Using the PIS one would mark certain types of information managed by the PIS as "public", and other PIS (those from your friends, co-workers, company , ...) would
query any "new" stuff and incorporate this new stuff into their own information store.

Using the Skype API, this could work out pretty nifty:

  • You start up your PIS instance
  • the PIS instance checks whether or not you're online with Skype
  • if you're online:
  • check if my buddies are online and have their PIS started
  • fetch the new stuff (contact info's, phone numbers, events, blogs, ...)

So, in theory, if you start up your PIS, it begins to sync with your peer PIS from your friends. That way, contacts and events stay synchronized, even if you're not online all the time, and even if you're behind a firewall.

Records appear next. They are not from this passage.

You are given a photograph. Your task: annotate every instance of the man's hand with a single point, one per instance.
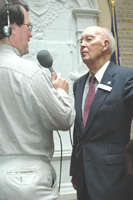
(59, 82)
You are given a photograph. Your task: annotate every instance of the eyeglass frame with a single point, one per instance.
(87, 41)
(29, 26)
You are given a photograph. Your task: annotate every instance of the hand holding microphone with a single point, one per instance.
(46, 60)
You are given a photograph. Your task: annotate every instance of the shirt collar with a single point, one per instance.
(100, 72)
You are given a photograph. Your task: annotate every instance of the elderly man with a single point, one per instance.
(104, 109)
(31, 107)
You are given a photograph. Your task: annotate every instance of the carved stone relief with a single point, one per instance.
(57, 25)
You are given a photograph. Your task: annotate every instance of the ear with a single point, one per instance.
(14, 28)
(105, 44)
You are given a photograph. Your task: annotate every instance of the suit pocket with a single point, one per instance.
(114, 159)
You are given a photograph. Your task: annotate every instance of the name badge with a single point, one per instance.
(105, 87)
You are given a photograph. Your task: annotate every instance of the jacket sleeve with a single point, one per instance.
(52, 107)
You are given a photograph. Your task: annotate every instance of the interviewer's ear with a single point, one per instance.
(105, 44)
(14, 28)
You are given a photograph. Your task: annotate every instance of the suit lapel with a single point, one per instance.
(108, 80)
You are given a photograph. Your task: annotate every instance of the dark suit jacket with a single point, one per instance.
(99, 148)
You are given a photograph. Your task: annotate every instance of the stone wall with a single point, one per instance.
(124, 11)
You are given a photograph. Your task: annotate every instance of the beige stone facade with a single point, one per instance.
(124, 15)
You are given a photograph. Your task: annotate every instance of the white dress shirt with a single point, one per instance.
(98, 77)
(30, 107)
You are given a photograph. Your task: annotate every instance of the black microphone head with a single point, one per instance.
(44, 58)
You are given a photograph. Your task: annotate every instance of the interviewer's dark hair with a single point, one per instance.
(15, 12)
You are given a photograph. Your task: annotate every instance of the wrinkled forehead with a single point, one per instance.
(93, 31)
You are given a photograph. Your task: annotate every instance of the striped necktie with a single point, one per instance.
(89, 99)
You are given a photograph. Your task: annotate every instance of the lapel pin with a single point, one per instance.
(109, 83)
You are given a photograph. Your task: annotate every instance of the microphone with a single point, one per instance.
(45, 59)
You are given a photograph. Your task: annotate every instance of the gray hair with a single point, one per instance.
(111, 40)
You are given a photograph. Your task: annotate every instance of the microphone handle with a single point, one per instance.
(52, 70)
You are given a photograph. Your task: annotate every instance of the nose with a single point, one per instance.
(83, 43)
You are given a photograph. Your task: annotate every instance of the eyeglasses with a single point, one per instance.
(29, 26)
(87, 40)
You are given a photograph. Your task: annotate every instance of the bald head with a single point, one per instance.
(104, 33)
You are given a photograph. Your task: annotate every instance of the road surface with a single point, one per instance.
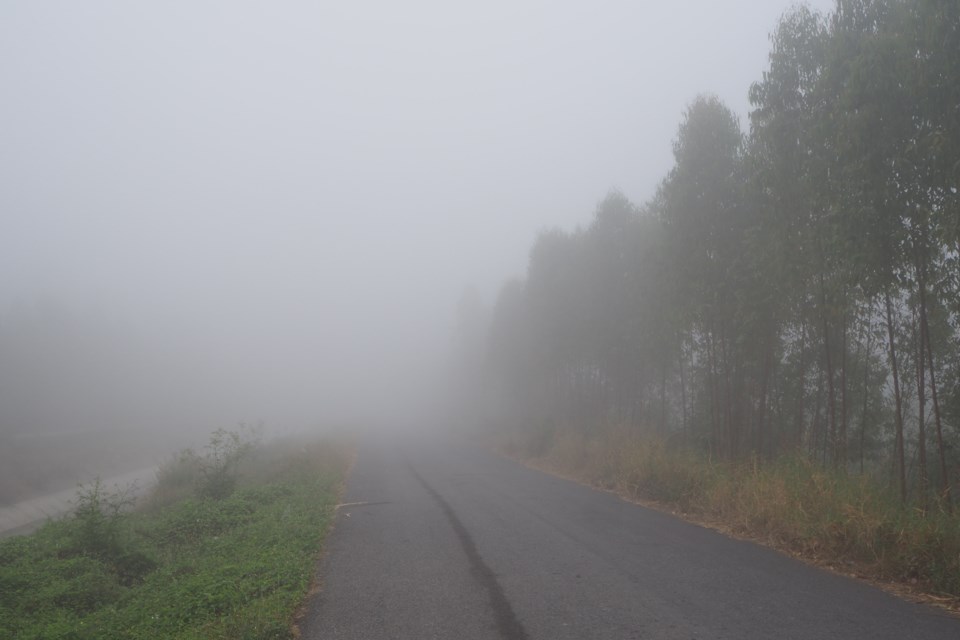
(28, 515)
(445, 541)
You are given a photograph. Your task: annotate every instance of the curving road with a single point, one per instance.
(447, 541)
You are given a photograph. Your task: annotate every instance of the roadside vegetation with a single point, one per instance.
(845, 521)
(224, 547)
(773, 339)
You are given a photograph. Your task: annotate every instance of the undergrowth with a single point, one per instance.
(835, 518)
(190, 564)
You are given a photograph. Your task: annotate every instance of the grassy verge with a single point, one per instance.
(844, 521)
(187, 564)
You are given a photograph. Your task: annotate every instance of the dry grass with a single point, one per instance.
(844, 521)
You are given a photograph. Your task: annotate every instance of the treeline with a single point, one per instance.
(792, 287)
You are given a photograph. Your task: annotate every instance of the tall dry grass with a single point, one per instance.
(792, 503)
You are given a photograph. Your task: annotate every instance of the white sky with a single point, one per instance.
(300, 190)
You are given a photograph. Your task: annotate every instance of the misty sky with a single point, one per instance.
(269, 209)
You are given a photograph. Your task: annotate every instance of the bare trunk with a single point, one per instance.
(900, 463)
(925, 331)
(831, 395)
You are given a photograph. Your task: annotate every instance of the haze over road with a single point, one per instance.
(448, 541)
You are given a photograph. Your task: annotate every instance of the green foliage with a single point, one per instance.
(224, 453)
(201, 567)
(791, 289)
(791, 503)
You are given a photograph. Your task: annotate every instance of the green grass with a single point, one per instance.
(187, 567)
(844, 520)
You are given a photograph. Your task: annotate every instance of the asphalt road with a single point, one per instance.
(448, 541)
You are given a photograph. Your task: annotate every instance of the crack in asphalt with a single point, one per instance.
(508, 624)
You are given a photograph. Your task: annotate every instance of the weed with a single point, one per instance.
(200, 567)
(791, 503)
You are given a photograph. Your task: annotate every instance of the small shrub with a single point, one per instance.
(97, 513)
(224, 453)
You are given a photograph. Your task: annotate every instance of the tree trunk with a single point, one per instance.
(921, 418)
(900, 463)
(683, 393)
(831, 395)
(925, 332)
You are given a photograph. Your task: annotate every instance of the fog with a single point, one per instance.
(222, 211)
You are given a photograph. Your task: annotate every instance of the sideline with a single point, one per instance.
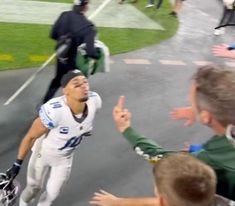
(33, 76)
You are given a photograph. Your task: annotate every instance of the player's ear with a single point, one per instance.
(65, 91)
(205, 117)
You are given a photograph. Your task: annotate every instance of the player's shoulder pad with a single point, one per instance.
(55, 103)
(50, 112)
(93, 96)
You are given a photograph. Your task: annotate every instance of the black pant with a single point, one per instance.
(61, 69)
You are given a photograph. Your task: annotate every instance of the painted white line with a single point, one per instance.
(99, 9)
(136, 61)
(31, 78)
(230, 64)
(202, 63)
(171, 62)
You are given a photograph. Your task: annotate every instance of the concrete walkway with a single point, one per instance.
(112, 15)
(105, 160)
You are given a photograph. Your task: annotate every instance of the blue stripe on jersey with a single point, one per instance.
(46, 120)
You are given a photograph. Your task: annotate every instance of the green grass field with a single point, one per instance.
(25, 42)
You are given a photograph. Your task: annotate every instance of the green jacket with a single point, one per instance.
(218, 152)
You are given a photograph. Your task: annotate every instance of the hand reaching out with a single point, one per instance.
(222, 51)
(121, 116)
(103, 198)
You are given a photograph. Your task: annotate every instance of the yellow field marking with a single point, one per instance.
(38, 58)
(6, 57)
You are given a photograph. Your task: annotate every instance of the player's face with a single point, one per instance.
(78, 88)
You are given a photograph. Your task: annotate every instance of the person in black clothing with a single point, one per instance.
(74, 29)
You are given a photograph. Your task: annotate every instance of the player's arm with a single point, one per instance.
(103, 198)
(37, 130)
(89, 39)
(143, 146)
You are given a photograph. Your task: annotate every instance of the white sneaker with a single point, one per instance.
(149, 5)
(219, 31)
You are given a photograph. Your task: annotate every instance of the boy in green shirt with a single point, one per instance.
(212, 98)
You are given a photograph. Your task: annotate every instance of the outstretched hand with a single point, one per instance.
(184, 113)
(121, 116)
(103, 198)
(222, 51)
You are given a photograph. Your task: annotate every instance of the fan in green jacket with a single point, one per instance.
(212, 97)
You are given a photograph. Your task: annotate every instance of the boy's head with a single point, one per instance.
(213, 95)
(182, 180)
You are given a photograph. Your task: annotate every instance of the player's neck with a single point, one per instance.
(76, 106)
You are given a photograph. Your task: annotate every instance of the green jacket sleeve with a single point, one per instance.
(144, 146)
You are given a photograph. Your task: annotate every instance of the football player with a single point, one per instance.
(62, 124)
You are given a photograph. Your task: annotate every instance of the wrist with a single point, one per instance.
(122, 129)
(18, 162)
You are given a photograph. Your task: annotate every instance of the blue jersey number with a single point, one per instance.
(72, 142)
(75, 141)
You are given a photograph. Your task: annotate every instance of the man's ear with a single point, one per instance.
(162, 201)
(205, 117)
(65, 92)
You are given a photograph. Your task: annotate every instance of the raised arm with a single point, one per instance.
(103, 198)
(143, 146)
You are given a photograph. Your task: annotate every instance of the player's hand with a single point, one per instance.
(121, 116)
(103, 198)
(184, 113)
(185, 147)
(13, 171)
(222, 51)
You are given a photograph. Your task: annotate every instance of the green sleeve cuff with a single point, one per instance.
(131, 135)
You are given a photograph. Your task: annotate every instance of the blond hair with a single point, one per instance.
(215, 92)
(185, 181)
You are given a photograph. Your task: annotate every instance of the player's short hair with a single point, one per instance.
(70, 75)
(215, 92)
(185, 181)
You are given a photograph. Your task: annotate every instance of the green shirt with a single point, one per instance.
(218, 152)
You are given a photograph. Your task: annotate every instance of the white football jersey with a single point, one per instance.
(66, 129)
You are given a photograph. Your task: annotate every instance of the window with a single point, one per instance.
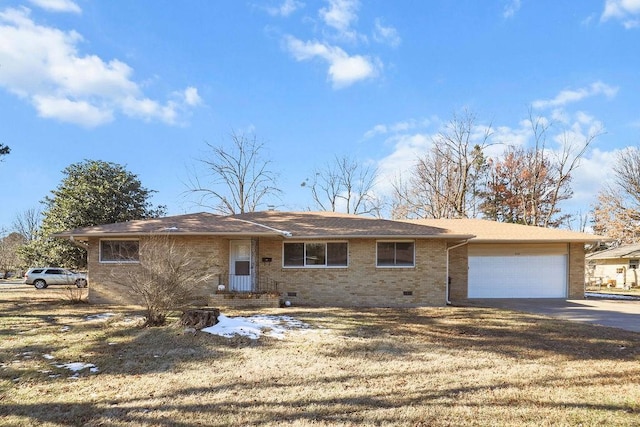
(395, 254)
(315, 254)
(119, 251)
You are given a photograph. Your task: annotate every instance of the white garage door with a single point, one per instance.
(530, 276)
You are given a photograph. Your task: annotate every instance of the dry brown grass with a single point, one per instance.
(431, 366)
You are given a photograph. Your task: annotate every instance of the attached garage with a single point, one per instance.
(514, 261)
(517, 271)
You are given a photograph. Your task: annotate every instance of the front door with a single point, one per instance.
(240, 266)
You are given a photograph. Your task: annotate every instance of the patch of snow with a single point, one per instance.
(102, 316)
(255, 326)
(76, 366)
(609, 296)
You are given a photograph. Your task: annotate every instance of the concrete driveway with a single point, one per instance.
(622, 314)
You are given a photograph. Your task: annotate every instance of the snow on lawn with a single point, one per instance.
(255, 326)
(609, 296)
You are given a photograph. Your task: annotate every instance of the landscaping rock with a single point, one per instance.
(200, 318)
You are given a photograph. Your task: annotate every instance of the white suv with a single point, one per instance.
(45, 276)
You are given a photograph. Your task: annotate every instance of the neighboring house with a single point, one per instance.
(614, 267)
(507, 260)
(330, 259)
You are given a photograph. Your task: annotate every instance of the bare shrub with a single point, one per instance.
(167, 277)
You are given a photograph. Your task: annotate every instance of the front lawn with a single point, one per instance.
(430, 367)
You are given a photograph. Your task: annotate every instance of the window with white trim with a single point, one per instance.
(395, 254)
(315, 254)
(119, 251)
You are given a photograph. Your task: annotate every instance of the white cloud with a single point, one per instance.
(398, 127)
(344, 70)
(70, 111)
(57, 5)
(626, 11)
(191, 96)
(340, 14)
(286, 8)
(511, 8)
(386, 35)
(43, 66)
(570, 96)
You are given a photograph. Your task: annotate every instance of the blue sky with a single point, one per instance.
(146, 83)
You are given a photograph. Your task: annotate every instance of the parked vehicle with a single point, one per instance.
(44, 276)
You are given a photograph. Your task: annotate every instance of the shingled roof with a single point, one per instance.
(486, 231)
(624, 251)
(311, 225)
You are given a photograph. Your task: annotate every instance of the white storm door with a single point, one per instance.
(240, 266)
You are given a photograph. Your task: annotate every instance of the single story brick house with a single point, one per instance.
(614, 267)
(331, 259)
(505, 260)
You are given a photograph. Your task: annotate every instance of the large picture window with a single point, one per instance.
(395, 254)
(119, 251)
(315, 254)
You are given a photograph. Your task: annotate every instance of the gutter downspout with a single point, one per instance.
(78, 243)
(447, 301)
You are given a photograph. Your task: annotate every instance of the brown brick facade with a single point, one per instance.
(359, 284)
(362, 283)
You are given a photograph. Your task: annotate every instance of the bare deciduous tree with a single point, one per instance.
(444, 182)
(616, 213)
(236, 179)
(28, 224)
(346, 185)
(167, 277)
(10, 243)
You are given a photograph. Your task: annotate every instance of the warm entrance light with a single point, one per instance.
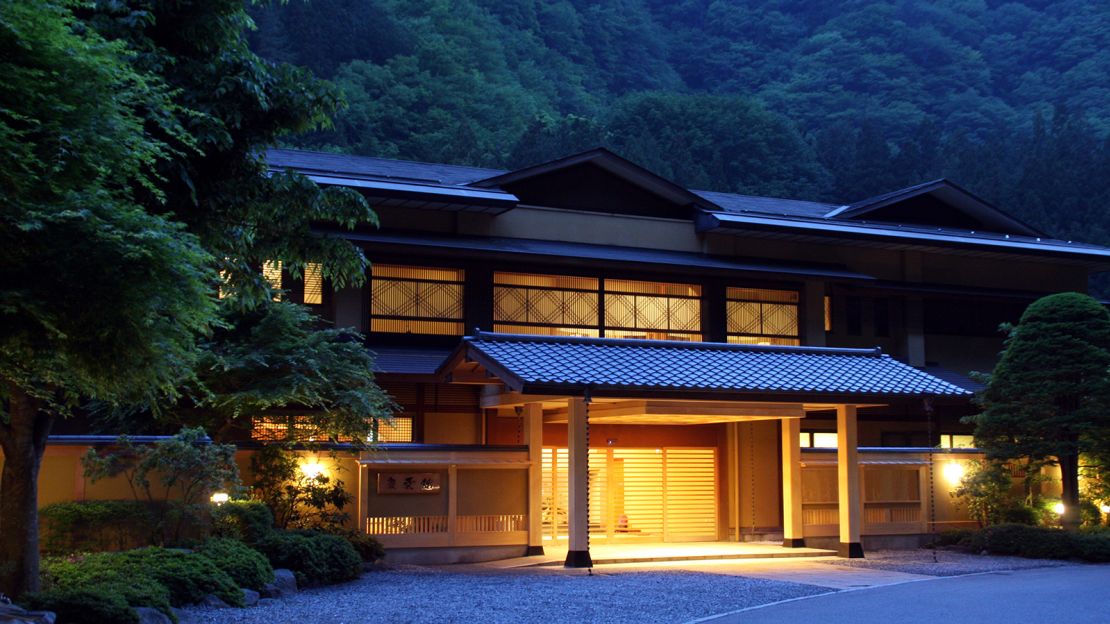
(312, 470)
(954, 472)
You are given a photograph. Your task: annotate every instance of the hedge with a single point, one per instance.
(1033, 542)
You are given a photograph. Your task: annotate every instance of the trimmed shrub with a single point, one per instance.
(246, 566)
(96, 525)
(314, 559)
(248, 521)
(367, 547)
(1035, 542)
(83, 605)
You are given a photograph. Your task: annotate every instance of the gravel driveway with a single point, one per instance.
(412, 594)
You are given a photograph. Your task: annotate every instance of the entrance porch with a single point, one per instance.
(665, 490)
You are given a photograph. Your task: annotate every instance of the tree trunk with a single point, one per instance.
(1069, 482)
(22, 441)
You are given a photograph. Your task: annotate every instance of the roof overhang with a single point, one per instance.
(586, 253)
(904, 237)
(545, 366)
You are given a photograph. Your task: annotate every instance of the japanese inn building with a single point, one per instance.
(586, 353)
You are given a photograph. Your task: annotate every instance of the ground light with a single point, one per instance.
(312, 470)
(954, 472)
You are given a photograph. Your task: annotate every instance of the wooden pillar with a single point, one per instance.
(847, 466)
(793, 536)
(534, 434)
(577, 554)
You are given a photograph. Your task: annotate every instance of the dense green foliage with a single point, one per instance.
(246, 566)
(1048, 398)
(1033, 542)
(86, 605)
(316, 559)
(1010, 99)
(94, 525)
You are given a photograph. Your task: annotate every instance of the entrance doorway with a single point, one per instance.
(666, 494)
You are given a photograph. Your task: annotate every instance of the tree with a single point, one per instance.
(1049, 396)
(101, 299)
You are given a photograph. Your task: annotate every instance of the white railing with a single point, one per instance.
(406, 524)
(502, 523)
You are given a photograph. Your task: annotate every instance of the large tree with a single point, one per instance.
(100, 298)
(1049, 396)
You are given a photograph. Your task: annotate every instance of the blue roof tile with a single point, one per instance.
(550, 362)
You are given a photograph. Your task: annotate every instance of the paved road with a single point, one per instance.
(1078, 594)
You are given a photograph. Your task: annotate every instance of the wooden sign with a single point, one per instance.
(409, 483)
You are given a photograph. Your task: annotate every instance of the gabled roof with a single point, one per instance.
(948, 192)
(536, 364)
(599, 157)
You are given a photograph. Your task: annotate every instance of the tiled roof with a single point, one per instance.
(556, 362)
(407, 361)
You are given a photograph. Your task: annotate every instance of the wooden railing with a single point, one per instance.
(491, 523)
(406, 525)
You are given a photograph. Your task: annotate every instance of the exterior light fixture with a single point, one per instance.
(954, 472)
(312, 470)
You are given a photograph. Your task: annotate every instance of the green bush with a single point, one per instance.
(248, 521)
(1036, 542)
(314, 559)
(185, 577)
(367, 547)
(94, 525)
(83, 605)
(246, 566)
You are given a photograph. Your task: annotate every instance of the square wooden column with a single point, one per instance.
(847, 465)
(577, 554)
(793, 536)
(534, 435)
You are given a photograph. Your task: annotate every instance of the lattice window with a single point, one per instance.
(300, 429)
(313, 284)
(762, 315)
(416, 300)
(271, 271)
(653, 310)
(545, 304)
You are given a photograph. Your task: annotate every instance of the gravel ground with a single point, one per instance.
(413, 594)
(948, 563)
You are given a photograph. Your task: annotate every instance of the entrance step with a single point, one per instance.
(657, 553)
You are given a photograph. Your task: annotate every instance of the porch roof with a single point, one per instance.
(534, 364)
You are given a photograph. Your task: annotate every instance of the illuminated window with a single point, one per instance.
(763, 315)
(416, 300)
(300, 429)
(271, 271)
(313, 284)
(957, 441)
(653, 310)
(545, 304)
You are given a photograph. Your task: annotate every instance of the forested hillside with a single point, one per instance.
(813, 100)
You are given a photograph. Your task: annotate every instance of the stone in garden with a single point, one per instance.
(284, 583)
(150, 615)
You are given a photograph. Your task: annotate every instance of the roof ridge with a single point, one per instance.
(497, 336)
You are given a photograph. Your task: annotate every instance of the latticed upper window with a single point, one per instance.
(300, 429)
(545, 304)
(763, 315)
(416, 300)
(271, 271)
(313, 284)
(653, 310)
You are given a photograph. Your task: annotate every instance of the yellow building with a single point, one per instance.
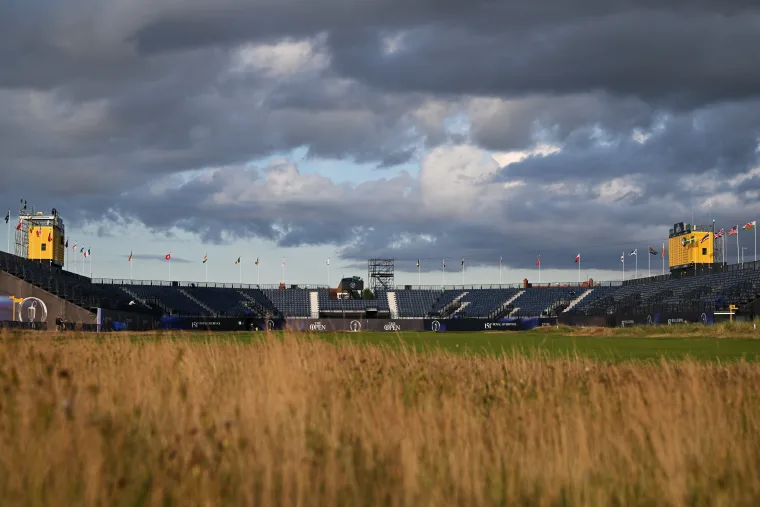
(690, 245)
(41, 236)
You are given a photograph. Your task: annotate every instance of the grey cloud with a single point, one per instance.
(156, 257)
(103, 103)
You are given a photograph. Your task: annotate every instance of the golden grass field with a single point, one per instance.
(295, 420)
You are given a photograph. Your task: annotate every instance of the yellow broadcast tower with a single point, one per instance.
(40, 235)
(691, 247)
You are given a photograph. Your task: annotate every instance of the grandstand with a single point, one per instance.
(699, 286)
(736, 284)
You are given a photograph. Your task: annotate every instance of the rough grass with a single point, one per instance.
(294, 420)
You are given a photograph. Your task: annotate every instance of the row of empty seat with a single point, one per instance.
(711, 291)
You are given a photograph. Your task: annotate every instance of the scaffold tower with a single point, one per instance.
(381, 274)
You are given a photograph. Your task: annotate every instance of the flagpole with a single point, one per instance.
(738, 260)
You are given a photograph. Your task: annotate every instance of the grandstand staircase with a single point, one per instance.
(142, 301)
(577, 300)
(500, 310)
(462, 307)
(393, 304)
(453, 305)
(255, 303)
(314, 304)
(197, 302)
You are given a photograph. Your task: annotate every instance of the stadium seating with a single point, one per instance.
(484, 303)
(663, 293)
(538, 302)
(171, 298)
(289, 302)
(351, 305)
(222, 301)
(416, 303)
(74, 288)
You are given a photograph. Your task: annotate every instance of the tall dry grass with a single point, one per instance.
(298, 421)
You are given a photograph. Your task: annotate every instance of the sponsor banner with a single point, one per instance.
(220, 323)
(665, 319)
(504, 324)
(399, 325)
(395, 325)
(114, 320)
(587, 320)
(326, 325)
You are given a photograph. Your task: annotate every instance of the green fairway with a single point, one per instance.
(719, 343)
(552, 344)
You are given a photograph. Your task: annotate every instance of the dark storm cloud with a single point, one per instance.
(104, 102)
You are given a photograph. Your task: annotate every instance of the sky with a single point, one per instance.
(422, 129)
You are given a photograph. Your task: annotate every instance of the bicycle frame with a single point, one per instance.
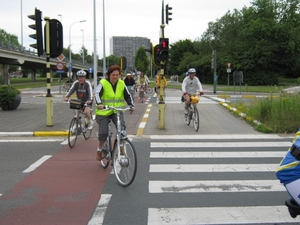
(122, 152)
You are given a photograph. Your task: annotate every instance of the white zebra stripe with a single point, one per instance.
(197, 168)
(181, 186)
(220, 215)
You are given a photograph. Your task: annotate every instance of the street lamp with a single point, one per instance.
(82, 46)
(70, 55)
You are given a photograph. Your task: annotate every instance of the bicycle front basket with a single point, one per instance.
(75, 104)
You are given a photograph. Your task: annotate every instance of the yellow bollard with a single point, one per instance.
(49, 111)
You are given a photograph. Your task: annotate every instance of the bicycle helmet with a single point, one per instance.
(81, 73)
(191, 70)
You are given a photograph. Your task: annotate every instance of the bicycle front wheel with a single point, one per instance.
(149, 90)
(196, 119)
(73, 132)
(107, 146)
(125, 163)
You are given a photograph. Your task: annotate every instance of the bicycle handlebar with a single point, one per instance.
(106, 107)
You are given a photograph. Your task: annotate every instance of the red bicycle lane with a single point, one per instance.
(66, 188)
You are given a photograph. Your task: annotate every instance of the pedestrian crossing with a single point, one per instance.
(216, 168)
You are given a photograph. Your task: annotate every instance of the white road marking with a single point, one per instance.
(248, 154)
(35, 165)
(220, 215)
(181, 186)
(196, 168)
(217, 136)
(218, 144)
(99, 213)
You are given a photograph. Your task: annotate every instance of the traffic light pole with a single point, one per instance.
(49, 97)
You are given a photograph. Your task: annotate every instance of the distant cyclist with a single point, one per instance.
(84, 92)
(190, 85)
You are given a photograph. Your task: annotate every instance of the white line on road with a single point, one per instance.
(196, 168)
(218, 144)
(220, 215)
(273, 154)
(181, 186)
(98, 216)
(35, 165)
(217, 136)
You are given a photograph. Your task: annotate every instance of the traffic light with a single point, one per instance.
(168, 13)
(164, 49)
(155, 55)
(213, 59)
(56, 38)
(38, 36)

You could also have more than one PIS, one on the road on your laptop, one at home, etc.

Nifty.

I think I'll play around with this stuff a bit. I've found no python bindings yet, but hey, at last we all have ctypes now with python 2.5, don't we ;)

Google's GData API

I'm currently investigating the use of the GData API when it comes to create a command line blog posting tool written in pure python.

Well, it seems that there's no Python API for the pure Google Data stuff yet (I know about the Google Base Data API).

But from what I've understood this is all pure HTML POST and GET using an extended version of the ATOM XML schema. Using urllib and ElementTree in python its just plain simple to actually get your blog feeds. They've even built in some sort of query language.

Unfortunately, to authenticate with Google using your Google account, there's a bit more involved. The Java guys have it better here: There's a nice high-level API. Doh.

Authentication is, as far as I understood, needed to post blog entries.

Note to myself:
  • Investigate Google Authentication wrt. Plone PAS
  • provide a pure python script which posts to a blog
  • hook script into a plone work flow to publish atricles from plone to blogs. Create a new content type for that, track blog post IDs we got back from google inside plone. Use Five and notifiers to update blog if Plone document changes. This would be a PIS module.